Visiting Great Ormond Street Hospital I heard first-hand from those affected by rare diseases. The Zayed Centre for Research into Rare Disease in Children at the hospital provides world-leading care and it was a pleasure to meet patients and some of the fantastic staff treating them.
1 in 17 people will be affected by a rare disease at some point in their life and our action plan published earlier this year sets out how we will speed up diagnosis, improve access to specialist treatment and better coordinate care. We will continue to work closely with those affected, those providing treatment and those involved in research to progress this plan.
- Sajid Javid, Health and Social Care Secretary
Research into rare diseases at Great Ormond Street Hospital
75% of rare diseases affect children, and at GOSH we treat over 28,000 children with rare and ultra-rare disease.
We currently have over 500 research projects looking into rare and complex diseases. These include work on gene therapy for rare immunodeficiencies, faster diagnosis of genetic conditions, and fetal surgery to treat spinal bifida.

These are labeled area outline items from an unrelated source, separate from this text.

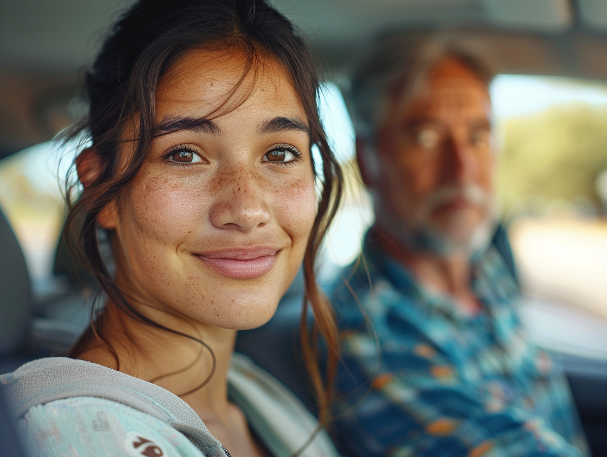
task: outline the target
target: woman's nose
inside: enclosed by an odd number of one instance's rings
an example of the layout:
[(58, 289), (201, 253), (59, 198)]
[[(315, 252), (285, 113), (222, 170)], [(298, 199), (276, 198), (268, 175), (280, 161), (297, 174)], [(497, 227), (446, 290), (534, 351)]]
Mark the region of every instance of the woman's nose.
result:
[(232, 170), (218, 180), (211, 222), (224, 229), (249, 232), (271, 218), (261, 178), (246, 169)]

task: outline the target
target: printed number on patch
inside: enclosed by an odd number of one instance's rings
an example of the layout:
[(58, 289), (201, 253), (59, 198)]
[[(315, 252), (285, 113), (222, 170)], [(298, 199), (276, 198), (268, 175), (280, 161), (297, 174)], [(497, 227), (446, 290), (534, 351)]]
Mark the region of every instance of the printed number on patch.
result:
[(153, 439), (136, 432), (126, 434), (124, 448), (129, 455), (135, 457), (162, 457), (166, 455)]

In the last five years alone our research has contributed to the regulatory approval of 11 new treatments across Europe and the US. This means our research benefits not only children at GOSH but millions of people worldwide.
We are incredibly proud of our rare disease research at GOSH. This research helps us provide the best possible care for our patients and helps to change the lives of seriously ill children and young people. Discussions like this roundtable helps bring together a range of voices and shine a spotlight on health inequalities so that we can work together to achieve the best outcomes for the 3.5 million people in the UK, and many more across the world, who have a rare disease.
-Matthew Shaw, Chief Executive
After the round table, Sajid Javid visited our paediatric intensive care unit (PICU) to see the invaluable work our staff members do in caring for critically ill children. Here he spoke with staff members about the complexity and challenges of the children we see, and also briefly spoke to a couple of patient families on the ward.
Sajid Javid last visited GOSH in September when he provided a blood sample for a genomic sequencing programme aimed at tackling disparities in health.